Peak Thoughts

I'm trying to imagine being ready to run up a mountain. But I have no frame of reference for this.

So instead I imagine: Am I ready to run a marathon? Could I run downtown and home this weekend? Could I do 20 miles worth of stair repeats? Could I run the hills out west and then run them again? Yes. I would be beaten up and brutalized. But I could.

I have no way to know if I'm underprepared. This is a good thing. It is a good skill to pick up, becoming comfortable with not knowing what might happen.

I expect I will hurt a lot. I won't be able to breathe and my legs will likely feel like sacks of concrete. It is funny how feelings can pass. You just keep moving and sometimes your body and brain shift to the new normal.

My brain is doing something annoying today however. It is saying: "Look around you at the athletes you know. Look how much stronger their bodies are, how much more experience they have. They could run up a mountain. What makes you, in this body, think you can possibly really do this?" And then I get a little scared.

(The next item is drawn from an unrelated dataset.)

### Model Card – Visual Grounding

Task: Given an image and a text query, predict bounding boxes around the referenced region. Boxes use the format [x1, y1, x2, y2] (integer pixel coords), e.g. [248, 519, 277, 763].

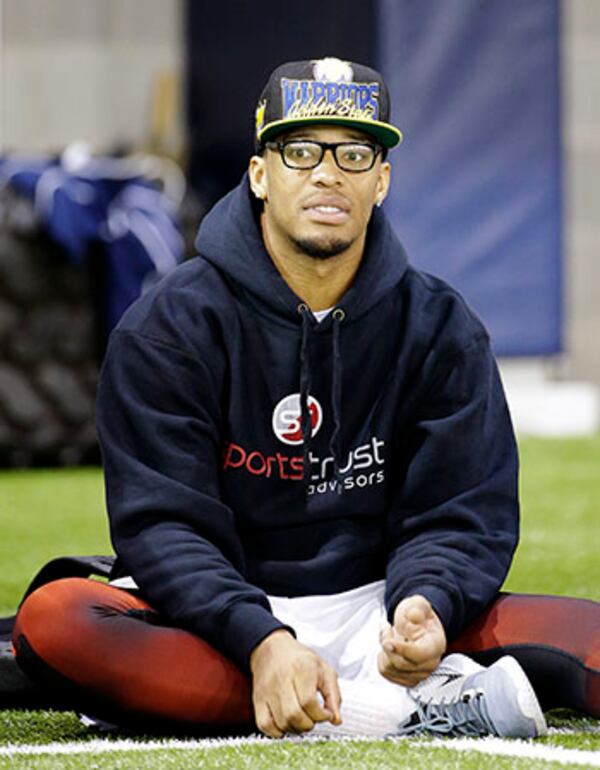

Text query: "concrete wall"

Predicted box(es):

I get scared, not of the pain or of failing, but of being blind to my own hubris. Of the feeling of emotional vertigo, perception of reality suddenly being exposed as false. But here's the thing. We create our reality as we go. Reality isn't the path; it's the footprints.

So this is all right and in balance. No matter what. And on the placid surface of that cake, this icing: I could run a half marathon this weekend without even eating breakfast first. In this body, I could do that.

I feel so grateful for this I can hardly stand it. It's all cake now.